Moving from Intermediate to Advanced

You have conquered subset techniques like Naked Pairs and Hidden Triples. Advanced techniques require a new skill: pattern recognition across the entire grid.

What Changes at This Level

  • From local patterns (within one unit) → to cross-grid patterns
  • From subset analysis → to single-digit pattern recognition
  • You’ll learn to see fish shapes and chain connections
  • Eliminations may cascade across multiple units

The Key Mindset Shift

From Local to Global Patterns

Intermediate techniques work within a single unit (row, column, or box). Advanced techniques like X-Wing and Swordfish work across multiple units simultaneously. You need to see how candidate positions in one row relate to positions in other rows.

Visual Pattern Skills

X-Wings form rectangles. Swordfish form grids. Skyscrapers form L-shapes. These are geometric patterns that you learn to spot in the candidate grid. It takes practice, but once you see them, they become obvious.
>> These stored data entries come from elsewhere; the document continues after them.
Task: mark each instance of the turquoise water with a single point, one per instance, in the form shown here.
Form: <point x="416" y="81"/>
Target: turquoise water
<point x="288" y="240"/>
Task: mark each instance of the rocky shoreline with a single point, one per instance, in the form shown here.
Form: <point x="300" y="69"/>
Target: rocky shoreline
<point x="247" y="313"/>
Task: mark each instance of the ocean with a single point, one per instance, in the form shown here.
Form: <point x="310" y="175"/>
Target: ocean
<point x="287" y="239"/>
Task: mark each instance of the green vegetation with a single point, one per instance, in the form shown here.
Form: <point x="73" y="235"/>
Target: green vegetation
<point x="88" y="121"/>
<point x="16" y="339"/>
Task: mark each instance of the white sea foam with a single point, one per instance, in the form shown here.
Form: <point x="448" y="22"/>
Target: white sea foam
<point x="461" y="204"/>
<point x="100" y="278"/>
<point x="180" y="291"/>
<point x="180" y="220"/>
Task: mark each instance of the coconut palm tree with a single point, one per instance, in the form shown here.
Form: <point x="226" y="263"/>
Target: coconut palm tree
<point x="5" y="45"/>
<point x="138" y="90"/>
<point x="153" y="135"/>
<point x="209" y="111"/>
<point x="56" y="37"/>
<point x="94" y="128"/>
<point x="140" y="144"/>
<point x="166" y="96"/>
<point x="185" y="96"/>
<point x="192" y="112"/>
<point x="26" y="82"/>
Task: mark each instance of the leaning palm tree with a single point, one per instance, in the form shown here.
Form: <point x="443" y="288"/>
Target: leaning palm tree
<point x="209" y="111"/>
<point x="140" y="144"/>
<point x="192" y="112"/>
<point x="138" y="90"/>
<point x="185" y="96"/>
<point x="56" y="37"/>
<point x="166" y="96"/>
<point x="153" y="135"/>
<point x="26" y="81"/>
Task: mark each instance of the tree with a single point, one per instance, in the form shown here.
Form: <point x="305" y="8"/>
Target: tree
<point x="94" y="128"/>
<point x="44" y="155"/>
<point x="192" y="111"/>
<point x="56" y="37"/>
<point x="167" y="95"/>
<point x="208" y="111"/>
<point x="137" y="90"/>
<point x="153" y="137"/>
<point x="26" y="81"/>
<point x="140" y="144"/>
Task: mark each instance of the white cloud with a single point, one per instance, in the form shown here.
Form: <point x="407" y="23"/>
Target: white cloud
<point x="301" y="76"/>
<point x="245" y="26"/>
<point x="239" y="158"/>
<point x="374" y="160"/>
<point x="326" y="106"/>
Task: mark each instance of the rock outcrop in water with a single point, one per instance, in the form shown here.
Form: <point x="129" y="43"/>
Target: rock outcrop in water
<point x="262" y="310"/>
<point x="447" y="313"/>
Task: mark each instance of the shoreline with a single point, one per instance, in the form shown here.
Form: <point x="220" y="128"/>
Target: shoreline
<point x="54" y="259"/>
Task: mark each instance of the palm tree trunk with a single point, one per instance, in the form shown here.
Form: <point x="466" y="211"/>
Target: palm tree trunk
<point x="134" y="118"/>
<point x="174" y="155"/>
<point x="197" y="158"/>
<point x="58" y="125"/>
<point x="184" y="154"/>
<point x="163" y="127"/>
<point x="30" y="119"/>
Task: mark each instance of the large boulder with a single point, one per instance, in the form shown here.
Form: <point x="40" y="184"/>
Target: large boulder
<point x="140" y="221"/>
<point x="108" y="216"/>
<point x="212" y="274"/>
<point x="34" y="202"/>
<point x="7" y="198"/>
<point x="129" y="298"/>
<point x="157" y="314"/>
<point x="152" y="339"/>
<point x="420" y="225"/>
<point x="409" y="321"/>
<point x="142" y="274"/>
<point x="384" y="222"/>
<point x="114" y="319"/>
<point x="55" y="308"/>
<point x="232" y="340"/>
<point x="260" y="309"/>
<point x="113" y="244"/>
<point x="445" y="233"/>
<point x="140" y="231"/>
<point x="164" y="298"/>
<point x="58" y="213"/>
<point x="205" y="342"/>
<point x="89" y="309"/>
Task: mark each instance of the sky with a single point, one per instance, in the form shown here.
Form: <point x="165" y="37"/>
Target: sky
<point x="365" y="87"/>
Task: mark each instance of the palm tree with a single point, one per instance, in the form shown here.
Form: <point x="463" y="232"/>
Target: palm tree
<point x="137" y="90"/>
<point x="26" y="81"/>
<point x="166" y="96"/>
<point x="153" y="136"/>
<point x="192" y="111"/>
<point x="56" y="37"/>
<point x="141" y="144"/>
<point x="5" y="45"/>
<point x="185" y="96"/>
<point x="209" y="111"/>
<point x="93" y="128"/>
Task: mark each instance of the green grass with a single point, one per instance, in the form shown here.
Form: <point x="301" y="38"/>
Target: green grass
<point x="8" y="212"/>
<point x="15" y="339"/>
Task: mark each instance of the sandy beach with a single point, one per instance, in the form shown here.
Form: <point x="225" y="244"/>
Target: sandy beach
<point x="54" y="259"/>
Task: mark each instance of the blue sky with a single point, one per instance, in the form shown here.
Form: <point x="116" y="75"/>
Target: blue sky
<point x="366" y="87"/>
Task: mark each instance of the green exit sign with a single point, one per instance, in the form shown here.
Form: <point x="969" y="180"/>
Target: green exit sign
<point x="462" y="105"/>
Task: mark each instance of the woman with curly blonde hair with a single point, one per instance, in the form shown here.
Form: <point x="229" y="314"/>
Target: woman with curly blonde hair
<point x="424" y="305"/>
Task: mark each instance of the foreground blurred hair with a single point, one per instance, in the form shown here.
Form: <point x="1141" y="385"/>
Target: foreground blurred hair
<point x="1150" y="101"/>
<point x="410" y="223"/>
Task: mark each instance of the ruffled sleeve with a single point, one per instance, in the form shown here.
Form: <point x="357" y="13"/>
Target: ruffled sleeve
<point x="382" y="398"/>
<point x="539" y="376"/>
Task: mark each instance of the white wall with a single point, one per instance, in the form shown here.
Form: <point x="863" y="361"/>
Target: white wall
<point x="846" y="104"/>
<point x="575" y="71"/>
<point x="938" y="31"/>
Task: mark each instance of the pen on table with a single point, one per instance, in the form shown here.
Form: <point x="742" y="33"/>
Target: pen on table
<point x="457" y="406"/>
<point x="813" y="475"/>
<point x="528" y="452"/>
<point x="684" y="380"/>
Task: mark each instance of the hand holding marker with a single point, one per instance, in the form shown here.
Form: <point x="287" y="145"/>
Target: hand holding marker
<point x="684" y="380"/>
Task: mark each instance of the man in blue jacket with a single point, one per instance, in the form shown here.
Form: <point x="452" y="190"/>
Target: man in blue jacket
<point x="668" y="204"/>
Coloring and Chaining Begins

Simple Coloring is your first introduction to chain-based logic. Instead of looking at what digits go where, you assign colors to candidates and follow logical implications. This mental model becomes essential at the expert level.

How to Prepare

  1. 1Make sure all pencil marks are correct before looking for advanced patterns. One wrong candidate can hide the pattern completely.
  2. 2Practice looking at candidate positions for a single digit across the whole grid. Ask: Where can digit N go in each row? Each column?
  3. 3Start with X-Wing — it is the simplest advanced pattern. Look for a digit that appears in exactly two columns within two rows (forming a rectangle).
  4. 4Solve many hard puzzles using only beginner + intermediate techniques and hints. This builds familiarity with the grid states where advanced techniques appear.